Vier Jahre später gibt es nun ein neues Album: »Tribute to Lester«. Es ist ein Jazz-Album geworden, in dem Sinne, dass es von Kontinuität, einem ausgereiften Formbewusstsein und Gestaltungswillen zeugt. Es ist also ein gutes Album, sauber gearbeitet, den Solisten viel Platz einräumend und die musikalische Mehrdimensionalität – BeBop, afrikanische Percussion-Konzerte, swingende Balladen, radikale Improvisation – frei entfaltend. Den drei übrig Gebliebenen, Mitchell, Favors, Moye, ist bewusst, dass sie es nicht mehr sind, die die Great Black Music formulieren und zeitgemäß zum Ausdruck bringen. Durch ihren jahrzehntelangen, mithin sehr ausdauernden Radikalismus sind sie selbst Geschichte geworden.
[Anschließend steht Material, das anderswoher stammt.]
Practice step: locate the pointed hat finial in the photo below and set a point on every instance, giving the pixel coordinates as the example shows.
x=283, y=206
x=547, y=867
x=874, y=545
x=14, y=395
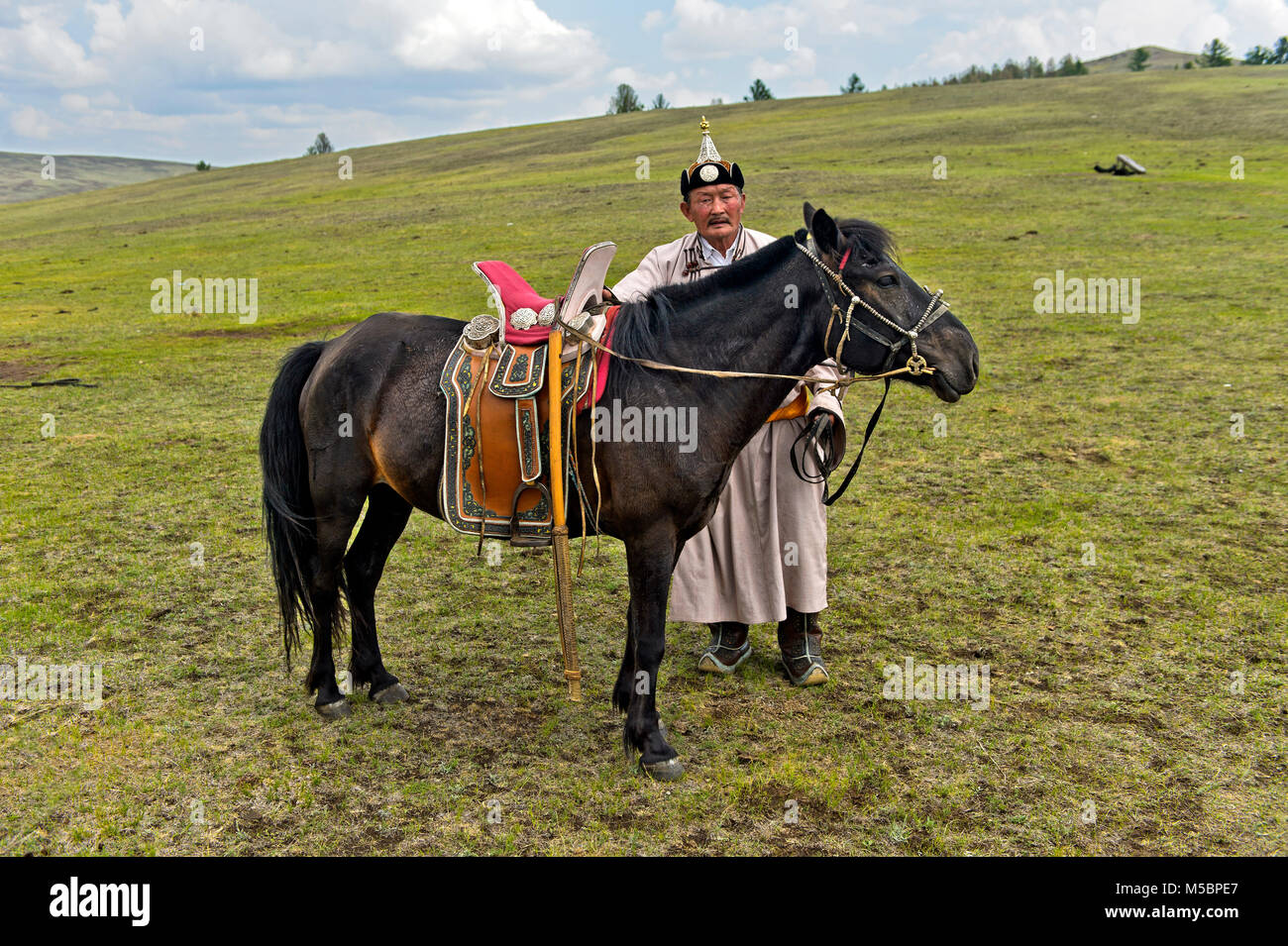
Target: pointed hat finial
x=707, y=152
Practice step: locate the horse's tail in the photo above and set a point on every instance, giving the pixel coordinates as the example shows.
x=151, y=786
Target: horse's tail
x=288, y=521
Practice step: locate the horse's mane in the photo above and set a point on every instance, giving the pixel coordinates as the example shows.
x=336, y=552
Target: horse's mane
x=870, y=241
x=642, y=330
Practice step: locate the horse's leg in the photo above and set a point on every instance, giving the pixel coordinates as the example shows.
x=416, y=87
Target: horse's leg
x=334, y=524
x=365, y=563
x=626, y=675
x=651, y=558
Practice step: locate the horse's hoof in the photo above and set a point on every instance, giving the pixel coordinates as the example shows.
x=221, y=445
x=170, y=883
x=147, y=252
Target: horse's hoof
x=666, y=770
x=335, y=710
x=394, y=692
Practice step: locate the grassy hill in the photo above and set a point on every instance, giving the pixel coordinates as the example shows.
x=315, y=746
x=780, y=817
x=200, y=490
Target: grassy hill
x=21, y=174
x=1159, y=58
x=1151, y=684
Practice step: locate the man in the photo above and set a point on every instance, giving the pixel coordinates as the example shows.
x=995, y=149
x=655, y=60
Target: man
x=763, y=558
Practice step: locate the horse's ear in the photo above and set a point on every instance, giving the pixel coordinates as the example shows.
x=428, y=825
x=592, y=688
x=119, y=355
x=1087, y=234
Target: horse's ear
x=827, y=237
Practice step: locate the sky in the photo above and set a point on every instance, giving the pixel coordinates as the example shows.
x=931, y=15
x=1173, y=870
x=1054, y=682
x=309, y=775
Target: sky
x=235, y=82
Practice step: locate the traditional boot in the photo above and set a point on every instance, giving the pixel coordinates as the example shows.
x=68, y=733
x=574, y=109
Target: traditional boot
x=728, y=649
x=802, y=643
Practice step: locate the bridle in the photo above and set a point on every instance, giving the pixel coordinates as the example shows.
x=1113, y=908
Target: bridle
x=934, y=309
x=914, y=366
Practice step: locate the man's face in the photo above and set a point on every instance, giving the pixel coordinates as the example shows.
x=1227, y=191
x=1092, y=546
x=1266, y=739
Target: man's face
x=715, y=210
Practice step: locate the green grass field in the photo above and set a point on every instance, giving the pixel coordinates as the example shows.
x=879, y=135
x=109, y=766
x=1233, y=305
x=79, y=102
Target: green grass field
x=1147, y=688
x=21, y=175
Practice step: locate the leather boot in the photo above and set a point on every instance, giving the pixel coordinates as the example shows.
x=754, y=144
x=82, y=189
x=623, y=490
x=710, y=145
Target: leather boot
x=728, y=649
x=802, y=644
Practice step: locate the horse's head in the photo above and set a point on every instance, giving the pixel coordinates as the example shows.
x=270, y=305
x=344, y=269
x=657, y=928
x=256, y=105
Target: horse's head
x=880, y=318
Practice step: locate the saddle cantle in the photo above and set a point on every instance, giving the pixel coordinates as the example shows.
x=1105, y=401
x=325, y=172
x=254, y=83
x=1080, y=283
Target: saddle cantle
x=496, y=451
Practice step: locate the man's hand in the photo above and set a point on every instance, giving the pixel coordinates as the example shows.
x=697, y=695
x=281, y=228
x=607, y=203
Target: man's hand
x=829, y=437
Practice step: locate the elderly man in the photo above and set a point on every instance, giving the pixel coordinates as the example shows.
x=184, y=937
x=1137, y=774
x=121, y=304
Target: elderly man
x=763, y=556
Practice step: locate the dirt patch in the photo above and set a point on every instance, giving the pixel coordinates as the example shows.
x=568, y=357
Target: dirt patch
x=258, y=331
x=21, y=370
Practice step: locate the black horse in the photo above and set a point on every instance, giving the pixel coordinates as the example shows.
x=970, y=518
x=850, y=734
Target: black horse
x=382, y=373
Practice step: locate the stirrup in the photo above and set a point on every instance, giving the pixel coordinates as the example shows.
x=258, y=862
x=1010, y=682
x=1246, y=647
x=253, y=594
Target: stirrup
x=527, y=541
x=709, y=663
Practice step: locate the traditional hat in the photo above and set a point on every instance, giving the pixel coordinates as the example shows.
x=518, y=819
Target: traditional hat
x=709, y=167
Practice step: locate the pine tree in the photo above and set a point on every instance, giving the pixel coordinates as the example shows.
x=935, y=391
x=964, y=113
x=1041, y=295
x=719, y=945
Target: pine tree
x=321, y=145
x=1215, y=54
x=623, y=100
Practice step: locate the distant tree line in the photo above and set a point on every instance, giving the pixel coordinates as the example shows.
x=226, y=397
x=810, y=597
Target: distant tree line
x=1214, y=55
x=1029, y=68
x=626, y=99
x=1275, y=55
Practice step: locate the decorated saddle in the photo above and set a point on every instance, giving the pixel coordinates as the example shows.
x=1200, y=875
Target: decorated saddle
x=497, y=455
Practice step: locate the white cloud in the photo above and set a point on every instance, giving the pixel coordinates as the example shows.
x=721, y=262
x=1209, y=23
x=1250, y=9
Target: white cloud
x=39, y=51
x=31, y=123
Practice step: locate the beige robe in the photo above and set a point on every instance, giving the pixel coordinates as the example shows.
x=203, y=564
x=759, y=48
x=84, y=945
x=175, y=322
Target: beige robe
x=765, y=547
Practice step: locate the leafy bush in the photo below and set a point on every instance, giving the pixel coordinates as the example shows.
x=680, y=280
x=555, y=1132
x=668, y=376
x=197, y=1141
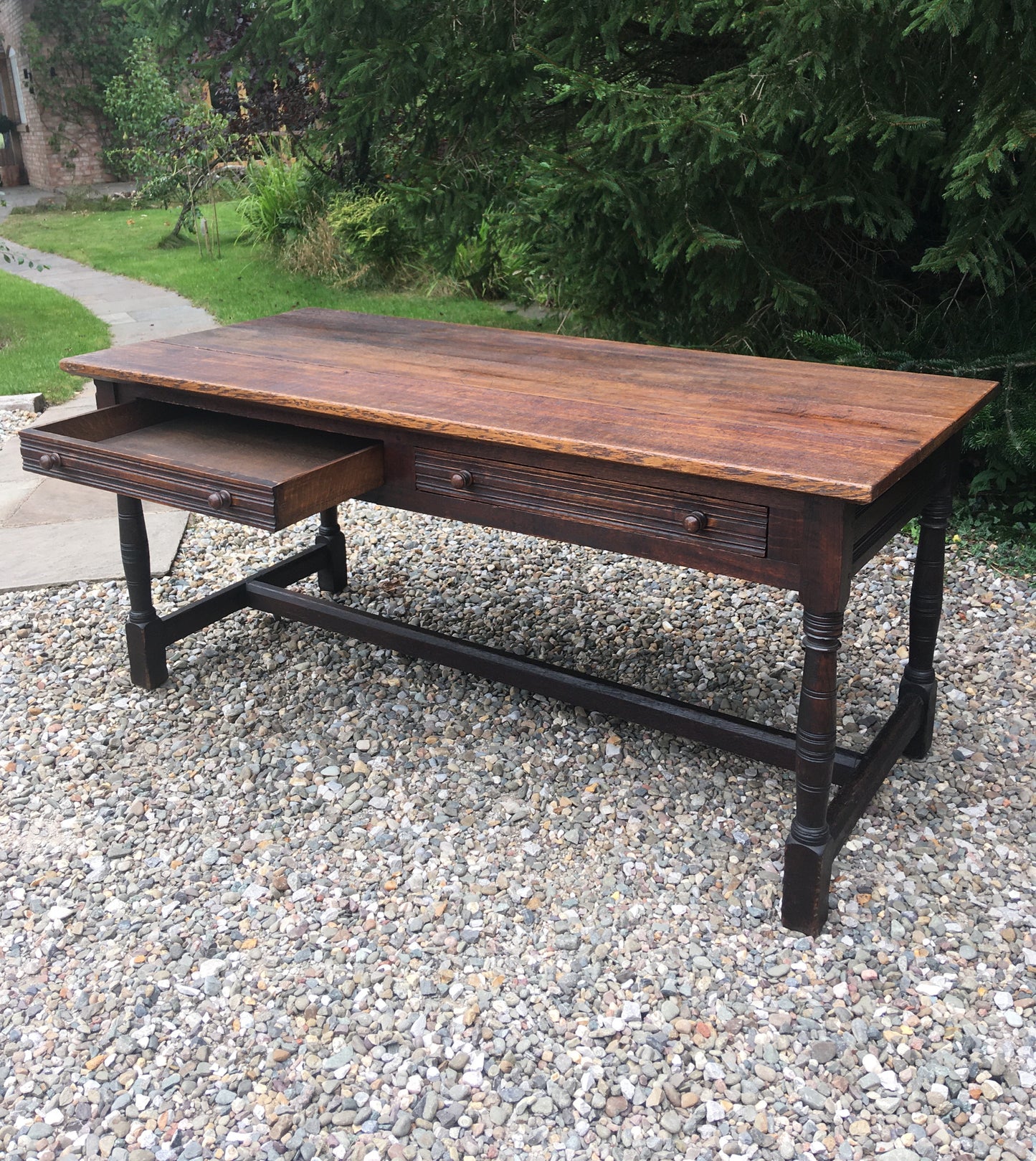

Die Abwesenheit Bowies macht das bewusst. Indem sie ihm huldigen, zitieren sie ihre eigene Geschichte. Das ist eine realistische Haltung, und natürlich auch eine coole: Denn im Gegensatz zu Bowie, der bis zum Schluss der neokonservativen Clique um den Jazztrompeter Wynton Marsalis die Stirn bieten wollte, demonstriert die Gruppe eindrucksvoll, dass sie niemandem mehr etwas beweisen muss.

Während man dann dem fast schon getragenen Vortrag der Musik nachhängt, trudelt die Meldung ein, dass Joseph Jarman sein Klosterexil verlassen hat. Er wollte ja nie das Musikmachen aufgeben, heißt es, sondern nur ein bisschen Pause machen. Seit Anfang des Jahres ist dieser große Neurotiker wieder mit dem Art Ensemble unterwegs. Manchmal wird die Geschichte doch noch fortgeschrieben.